Il Girone F di Serie D è piombato nel caos. Tutto ruota attorno al caso Chieti e alla mancata penalizzazione del club abruzzese. Al centro della vicenda c’è l’esposto presentato da alcune società contro la società nero/verde. La Procura Federale aveva chiesto una penalizzazione pesante, ma il Tribunale Federale Nazionale ha inflitto soltanto una multa e un’inibizione al presidente del club. Da qui sono esplose le proteste delle società coinvolte nella corsa salvezza e la Lega Nazionale Dilettanti, per evitare un ulteriore terremoto sportivo, ha congelato tutto in attesa di nuovi sviluppi giudiziari.

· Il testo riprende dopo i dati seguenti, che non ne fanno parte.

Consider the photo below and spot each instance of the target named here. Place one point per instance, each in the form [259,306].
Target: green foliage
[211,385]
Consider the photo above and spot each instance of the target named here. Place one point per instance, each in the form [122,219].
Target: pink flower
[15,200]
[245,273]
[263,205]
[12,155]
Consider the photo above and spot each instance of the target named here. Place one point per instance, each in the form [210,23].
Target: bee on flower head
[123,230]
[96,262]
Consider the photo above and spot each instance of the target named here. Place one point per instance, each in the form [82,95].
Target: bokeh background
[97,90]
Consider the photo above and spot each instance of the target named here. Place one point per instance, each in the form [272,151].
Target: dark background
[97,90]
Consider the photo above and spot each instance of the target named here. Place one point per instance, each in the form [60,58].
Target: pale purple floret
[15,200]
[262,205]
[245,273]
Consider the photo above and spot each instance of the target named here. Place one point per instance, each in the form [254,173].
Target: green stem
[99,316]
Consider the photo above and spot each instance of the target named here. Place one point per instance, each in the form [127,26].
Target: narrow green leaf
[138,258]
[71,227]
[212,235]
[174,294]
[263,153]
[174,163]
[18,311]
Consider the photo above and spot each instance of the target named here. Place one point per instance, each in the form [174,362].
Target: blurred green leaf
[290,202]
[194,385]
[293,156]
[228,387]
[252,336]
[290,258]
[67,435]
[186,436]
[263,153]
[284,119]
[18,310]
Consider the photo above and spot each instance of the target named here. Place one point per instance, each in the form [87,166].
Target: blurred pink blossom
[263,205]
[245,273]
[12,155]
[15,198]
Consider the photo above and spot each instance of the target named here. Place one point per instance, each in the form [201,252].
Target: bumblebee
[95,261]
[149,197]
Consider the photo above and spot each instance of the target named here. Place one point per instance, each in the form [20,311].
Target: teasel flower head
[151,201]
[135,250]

Anche il San Marino Calcio resta quindi sospeso nel limbo: la sfida contro il Sora non si giocherà finché il quadro non sarà definitivamente chiarito. Una situazione surreale che si è fatta ancora più tesa dopo l'intervento ufficiale della Procura Federale, che ha deciso di agire con decisione davanti alla Corte Federale d'Appello. L'organo inquirente ha infatti avanzato una richiesta pesantissima, richiedendo ben undici punti di penalizzazione a carico del Chieti, una sanzione che riscriverebbe completamente la classifica. Le tempistiche della giustizia sportiva saranno ora fondamentali per permettere il regolare svolgimento degli spareggi salvezza e ridare certezze a tutte le formazioni coinvolte. L'udienza decisiva è stata fissata per la tarda mattinata di giovedì, un appuntamento cruciale che vedrà protagonisti legali e dirigenti davanti ai giudici federali.

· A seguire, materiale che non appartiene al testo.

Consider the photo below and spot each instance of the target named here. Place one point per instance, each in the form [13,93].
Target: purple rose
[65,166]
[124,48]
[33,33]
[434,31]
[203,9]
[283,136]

Se tutto ciò non bastasse in casa San Marino scoppia il caso Mattia Gasperoni. L'attaccante, capace di trascinare la squadra a giocarsi l'ultima chance salvezza, al termine di una stagione a dir poco complicata, sarebbe stato svincolato, alla vigilia della sfida cruciale per il mantenimento della categoria. Gasperoni a suon di gol, ben 11 esattamente un terzo di quelli realizzati da tutta la squadra (33), già da alcuni mesi avrebbe fatto causa alla società per infrazioni burocratiche e da quanto trapela il percorso portato avanti dal suo legale e dalla AIC avrebbe dato parere favorevole all'attaccante.

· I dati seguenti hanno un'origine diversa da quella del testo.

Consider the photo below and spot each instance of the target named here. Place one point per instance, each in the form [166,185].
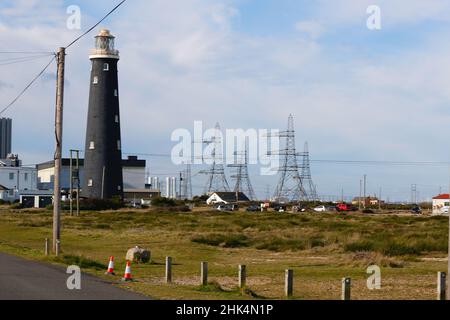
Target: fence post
[47,247]
[242,276]
[442,283]
[168,269]
[289,283]
[204,273]
[346,288]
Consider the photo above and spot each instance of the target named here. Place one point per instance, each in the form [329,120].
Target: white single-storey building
[227,197]
[441,204]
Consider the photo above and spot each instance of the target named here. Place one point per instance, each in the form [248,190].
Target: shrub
[222,240]
[96,204]
[163,202]
[360,246]
[16,205]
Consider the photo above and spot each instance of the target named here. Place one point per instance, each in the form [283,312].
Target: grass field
[320,248]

Da qui la decisione della società di svincolarlo. Gasperoni, non è un caso isolato, anche altri giocatori tesserati in questi mesi dalla società biancoazzurra stanno portando avanti cause personali, per le stesse infrazioni burocratiche. Il San Marino Calcio non sa ancora con chi disputerà i play out, se sarà Sora o Recanatese, quello che pare certo è che lo farà senza il suo giocatore più rappresentativo.